Ce n'est que lorsque j'étais adolescent que j'ai finalement heurté un mur de ciment d'anxiété à part entière, qui m'a vu manquer l'école et lutter socialement - toutes les marques d'un traumatisme passé que je n'avais pas encore saisi. Soulignant tout cela, c'était la colère contre moi-même pour ne pas avoir maintenu une emprise ferme sur ma vie et mon émotions de la même manière que ma mère, ma grand-mère et de nombreuses autres femmes de ma famille ont ressenties à la suite d'une tragédie. Mon seul cadre de référence était un arbre généalogique de personnes autosuffisantes qui s'occupaient de communautés entières sans même se plaindre d'être fatiguées. Je viens d'une famille d'agriculteurs et d'ouvriers d'usine : mon arrière-grand-père a à lui seul imperméabilisé notre maison familiale à Porto Rico, et elle était toujours là après les ouragans Andrew et Maria. Qu'est-ce que ça disait de moi que dans cette lignée, où je ne voyais que de la force, j'étais un maillon faible anxieux ?

Le genre de comportement que j'ai manifesté, et que je continue de manifester, n'est pas rare pour les personnes ayant des antécédents de traumatisme générationnel, qui ne comprennent pas la racine de ce traumatisme. Zarqa-Lederman explique : « le comportement n'est pas [votre] traumatisme. C'est une réaction traumatisante qui est maintenant devenue une habitude dans [votre] vie. Beaucoup de [traumatismes générationnels] se manifestent par le comportement. Parfois, c'est de l'anxiété, des crises de panique, des problèmes de socialisation », a expliqué Zarqa-Lederman.

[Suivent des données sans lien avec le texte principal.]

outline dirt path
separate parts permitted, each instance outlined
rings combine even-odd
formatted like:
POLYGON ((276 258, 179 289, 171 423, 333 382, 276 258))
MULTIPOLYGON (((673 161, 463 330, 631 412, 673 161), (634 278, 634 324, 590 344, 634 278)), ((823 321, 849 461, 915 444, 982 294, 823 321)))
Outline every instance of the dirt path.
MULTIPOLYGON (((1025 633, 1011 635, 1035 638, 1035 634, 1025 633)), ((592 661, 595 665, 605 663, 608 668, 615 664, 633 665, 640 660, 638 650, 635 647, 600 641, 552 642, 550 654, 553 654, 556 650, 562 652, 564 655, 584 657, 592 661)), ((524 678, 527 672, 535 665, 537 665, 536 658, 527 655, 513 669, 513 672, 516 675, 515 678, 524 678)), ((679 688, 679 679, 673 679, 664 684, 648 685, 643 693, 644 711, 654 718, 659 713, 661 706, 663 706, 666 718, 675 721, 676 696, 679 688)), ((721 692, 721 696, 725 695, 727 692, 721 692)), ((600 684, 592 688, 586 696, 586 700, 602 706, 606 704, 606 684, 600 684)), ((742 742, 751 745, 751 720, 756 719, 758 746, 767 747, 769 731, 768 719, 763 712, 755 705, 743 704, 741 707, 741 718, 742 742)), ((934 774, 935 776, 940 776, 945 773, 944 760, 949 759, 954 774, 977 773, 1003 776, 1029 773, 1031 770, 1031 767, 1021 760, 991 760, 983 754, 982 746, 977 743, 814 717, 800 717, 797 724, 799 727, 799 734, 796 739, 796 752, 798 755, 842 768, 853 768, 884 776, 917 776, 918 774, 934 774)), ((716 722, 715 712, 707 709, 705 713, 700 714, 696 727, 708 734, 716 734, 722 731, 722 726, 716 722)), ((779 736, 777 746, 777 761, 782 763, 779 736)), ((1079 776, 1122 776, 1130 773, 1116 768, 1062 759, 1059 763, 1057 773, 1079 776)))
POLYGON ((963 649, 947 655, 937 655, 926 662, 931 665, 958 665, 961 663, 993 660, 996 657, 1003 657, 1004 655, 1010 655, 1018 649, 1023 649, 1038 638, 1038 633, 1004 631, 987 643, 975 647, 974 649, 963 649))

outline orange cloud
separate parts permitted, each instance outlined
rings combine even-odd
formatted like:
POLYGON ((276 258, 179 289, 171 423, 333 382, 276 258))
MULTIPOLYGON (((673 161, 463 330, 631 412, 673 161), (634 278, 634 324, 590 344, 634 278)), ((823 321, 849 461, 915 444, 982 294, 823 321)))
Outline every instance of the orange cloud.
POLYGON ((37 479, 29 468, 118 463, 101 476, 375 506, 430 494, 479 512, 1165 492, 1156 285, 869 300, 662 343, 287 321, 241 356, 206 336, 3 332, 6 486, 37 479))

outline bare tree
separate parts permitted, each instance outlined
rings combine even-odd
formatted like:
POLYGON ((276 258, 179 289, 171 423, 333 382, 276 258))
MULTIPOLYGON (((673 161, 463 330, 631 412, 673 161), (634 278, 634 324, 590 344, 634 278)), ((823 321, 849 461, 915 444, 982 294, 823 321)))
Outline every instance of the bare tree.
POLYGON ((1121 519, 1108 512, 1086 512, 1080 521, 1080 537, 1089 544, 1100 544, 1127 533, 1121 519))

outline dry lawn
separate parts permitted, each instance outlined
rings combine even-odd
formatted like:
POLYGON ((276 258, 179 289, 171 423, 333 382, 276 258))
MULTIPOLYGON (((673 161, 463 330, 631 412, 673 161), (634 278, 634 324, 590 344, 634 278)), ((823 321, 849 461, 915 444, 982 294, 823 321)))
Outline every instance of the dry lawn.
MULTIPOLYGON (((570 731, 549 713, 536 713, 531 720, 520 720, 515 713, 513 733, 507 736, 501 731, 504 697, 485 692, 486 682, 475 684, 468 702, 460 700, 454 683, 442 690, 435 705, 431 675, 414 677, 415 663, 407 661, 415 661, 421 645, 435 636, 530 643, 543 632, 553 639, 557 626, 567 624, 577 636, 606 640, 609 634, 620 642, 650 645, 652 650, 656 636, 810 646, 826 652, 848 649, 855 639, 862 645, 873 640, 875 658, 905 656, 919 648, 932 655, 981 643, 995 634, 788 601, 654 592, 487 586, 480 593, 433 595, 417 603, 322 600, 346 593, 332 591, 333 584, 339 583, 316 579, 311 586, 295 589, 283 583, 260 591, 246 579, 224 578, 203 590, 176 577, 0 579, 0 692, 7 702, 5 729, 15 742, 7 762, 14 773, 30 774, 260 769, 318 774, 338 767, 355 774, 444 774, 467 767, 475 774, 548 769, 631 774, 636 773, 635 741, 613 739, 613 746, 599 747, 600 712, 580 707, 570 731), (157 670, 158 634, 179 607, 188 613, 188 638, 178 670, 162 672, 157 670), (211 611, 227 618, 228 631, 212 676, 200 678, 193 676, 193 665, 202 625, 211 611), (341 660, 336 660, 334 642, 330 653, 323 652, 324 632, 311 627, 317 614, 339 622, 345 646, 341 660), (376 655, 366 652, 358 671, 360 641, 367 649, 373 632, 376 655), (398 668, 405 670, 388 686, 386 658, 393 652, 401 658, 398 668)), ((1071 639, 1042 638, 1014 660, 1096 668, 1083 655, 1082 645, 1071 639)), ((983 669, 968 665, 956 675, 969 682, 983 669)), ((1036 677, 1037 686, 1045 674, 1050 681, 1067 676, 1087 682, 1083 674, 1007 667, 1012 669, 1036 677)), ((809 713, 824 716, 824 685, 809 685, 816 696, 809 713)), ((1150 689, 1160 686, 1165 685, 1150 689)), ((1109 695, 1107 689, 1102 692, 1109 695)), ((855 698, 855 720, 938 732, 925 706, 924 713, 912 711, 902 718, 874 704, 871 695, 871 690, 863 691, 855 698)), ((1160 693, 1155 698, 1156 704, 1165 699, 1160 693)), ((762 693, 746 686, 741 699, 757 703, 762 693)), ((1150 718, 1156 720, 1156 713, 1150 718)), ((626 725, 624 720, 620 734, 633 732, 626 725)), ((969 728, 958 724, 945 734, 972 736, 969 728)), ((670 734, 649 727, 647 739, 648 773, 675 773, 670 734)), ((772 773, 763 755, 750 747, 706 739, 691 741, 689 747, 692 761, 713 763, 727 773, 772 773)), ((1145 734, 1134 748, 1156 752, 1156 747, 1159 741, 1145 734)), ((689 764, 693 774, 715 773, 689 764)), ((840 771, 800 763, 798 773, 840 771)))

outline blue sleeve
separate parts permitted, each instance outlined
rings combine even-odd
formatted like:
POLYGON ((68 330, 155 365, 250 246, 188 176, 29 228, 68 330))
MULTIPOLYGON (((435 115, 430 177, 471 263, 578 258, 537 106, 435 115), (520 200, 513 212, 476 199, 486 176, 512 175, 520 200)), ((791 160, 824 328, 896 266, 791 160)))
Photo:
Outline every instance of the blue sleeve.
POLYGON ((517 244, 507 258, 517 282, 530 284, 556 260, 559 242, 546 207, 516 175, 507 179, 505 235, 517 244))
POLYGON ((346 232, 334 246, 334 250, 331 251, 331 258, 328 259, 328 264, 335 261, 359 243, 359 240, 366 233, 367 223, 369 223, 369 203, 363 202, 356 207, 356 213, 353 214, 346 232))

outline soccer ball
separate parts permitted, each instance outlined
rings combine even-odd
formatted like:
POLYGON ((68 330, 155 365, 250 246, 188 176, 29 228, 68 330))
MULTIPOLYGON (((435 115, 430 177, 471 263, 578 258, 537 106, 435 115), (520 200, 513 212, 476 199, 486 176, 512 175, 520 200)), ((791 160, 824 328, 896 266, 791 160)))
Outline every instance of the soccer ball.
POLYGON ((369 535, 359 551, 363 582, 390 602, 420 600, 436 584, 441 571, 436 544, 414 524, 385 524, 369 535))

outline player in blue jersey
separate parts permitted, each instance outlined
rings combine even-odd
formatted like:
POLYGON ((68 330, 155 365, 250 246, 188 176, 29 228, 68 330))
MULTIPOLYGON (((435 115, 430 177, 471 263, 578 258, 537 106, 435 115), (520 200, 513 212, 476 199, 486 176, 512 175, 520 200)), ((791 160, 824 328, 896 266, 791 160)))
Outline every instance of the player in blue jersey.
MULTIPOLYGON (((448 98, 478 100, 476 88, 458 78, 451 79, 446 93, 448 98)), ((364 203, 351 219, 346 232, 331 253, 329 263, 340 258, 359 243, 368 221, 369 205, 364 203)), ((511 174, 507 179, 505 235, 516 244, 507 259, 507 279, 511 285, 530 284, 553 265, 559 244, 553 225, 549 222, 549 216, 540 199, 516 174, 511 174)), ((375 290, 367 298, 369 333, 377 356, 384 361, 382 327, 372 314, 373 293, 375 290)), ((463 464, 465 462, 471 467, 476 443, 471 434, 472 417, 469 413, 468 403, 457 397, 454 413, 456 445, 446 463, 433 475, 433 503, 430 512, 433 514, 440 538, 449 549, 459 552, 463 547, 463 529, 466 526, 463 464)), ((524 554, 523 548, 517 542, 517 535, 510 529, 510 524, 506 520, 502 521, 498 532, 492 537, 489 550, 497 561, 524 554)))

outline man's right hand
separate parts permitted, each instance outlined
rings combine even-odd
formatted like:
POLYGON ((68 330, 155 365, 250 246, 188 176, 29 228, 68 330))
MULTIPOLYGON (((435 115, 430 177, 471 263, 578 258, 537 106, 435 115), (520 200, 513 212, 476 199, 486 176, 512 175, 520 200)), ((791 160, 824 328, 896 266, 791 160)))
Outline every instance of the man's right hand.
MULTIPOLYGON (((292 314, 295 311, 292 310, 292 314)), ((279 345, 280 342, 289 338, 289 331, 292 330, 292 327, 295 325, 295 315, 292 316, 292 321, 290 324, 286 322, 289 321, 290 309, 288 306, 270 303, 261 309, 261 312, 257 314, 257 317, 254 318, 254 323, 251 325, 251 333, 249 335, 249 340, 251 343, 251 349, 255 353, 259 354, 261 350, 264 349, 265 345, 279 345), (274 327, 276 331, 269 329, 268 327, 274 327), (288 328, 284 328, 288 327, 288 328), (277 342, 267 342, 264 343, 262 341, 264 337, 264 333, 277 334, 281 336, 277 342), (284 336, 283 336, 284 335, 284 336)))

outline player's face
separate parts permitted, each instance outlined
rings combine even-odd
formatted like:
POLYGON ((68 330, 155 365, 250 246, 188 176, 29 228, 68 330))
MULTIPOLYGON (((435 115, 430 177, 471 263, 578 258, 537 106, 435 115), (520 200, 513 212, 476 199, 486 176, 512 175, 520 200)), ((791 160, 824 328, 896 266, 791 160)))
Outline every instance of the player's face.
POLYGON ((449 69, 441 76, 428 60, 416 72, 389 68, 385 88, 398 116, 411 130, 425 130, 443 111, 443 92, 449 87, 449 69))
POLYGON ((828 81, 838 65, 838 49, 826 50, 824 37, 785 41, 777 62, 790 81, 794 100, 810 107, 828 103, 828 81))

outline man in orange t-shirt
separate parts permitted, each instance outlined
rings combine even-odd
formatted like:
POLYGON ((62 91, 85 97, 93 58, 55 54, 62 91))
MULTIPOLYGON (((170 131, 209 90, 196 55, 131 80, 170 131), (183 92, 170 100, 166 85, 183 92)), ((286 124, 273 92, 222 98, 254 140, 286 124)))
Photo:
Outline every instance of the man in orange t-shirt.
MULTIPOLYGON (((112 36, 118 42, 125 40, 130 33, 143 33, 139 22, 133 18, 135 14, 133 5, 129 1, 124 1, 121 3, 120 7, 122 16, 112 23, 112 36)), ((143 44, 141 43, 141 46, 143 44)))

Ce n'est pas non plus un événement rare dans la vie des personnes de couleur. «Le traumatisme intergénérationnel est vécu, non pas plus fréquemment, mais certainement avec plus de gravité dans les BIPOC et les familles immigrées, parce que nous avons connu un long héritage de violence systémique et de traumatisme qui découle de la conquête historique, du déplacement, de la suprématie blanche et du patriarcat, et cela a tendance à aggraver les traumatismes personnels et relationnels », a expliqué Arreola-Hillenbrand.

Les deux experts conviennent qu'il n'y a pas d'âge ou de tranche d'âge spécifique dans lequel la personne moyenne commence à reconnaître son propre traumatisme générationnel. Ainsi, malgré toutes mes peurs enveloppées dans le nombre impair inquiétant de 30, je ne suis ni en retard ni en avance à la fête de la découverte de soi. Après avoir appris tout cela et identifié une autre couche de conneries que je dois résoudre si jamais je veux avoir "30 ans, flirter et prospérer", je me retrouve à poser la même question une fois de plus.

Comment vais-je découvrir, déballer et résoudre exactement mon traumatisme générationnel dans les quelques mois précédant mon 30e anniversaire ? Je ne le ferai probablement pas. L'auto-guérison n'est pas un sprint à travers vos pires souvenirs; c'est un engagement de toute une vie, et si je déballe encore tout ça dans quelques années, tant mieux pour moi. Ça veut dire que je suis toujours en vie. Une chose que je ferai certainement est de suivre le sage conseil d'Arreola-Hillenbrand et de le faire lentement : "Restez patient avec le processus... la guérison ne se produit jamais de manière isolée, elle ne peut se produire qu'en communauté."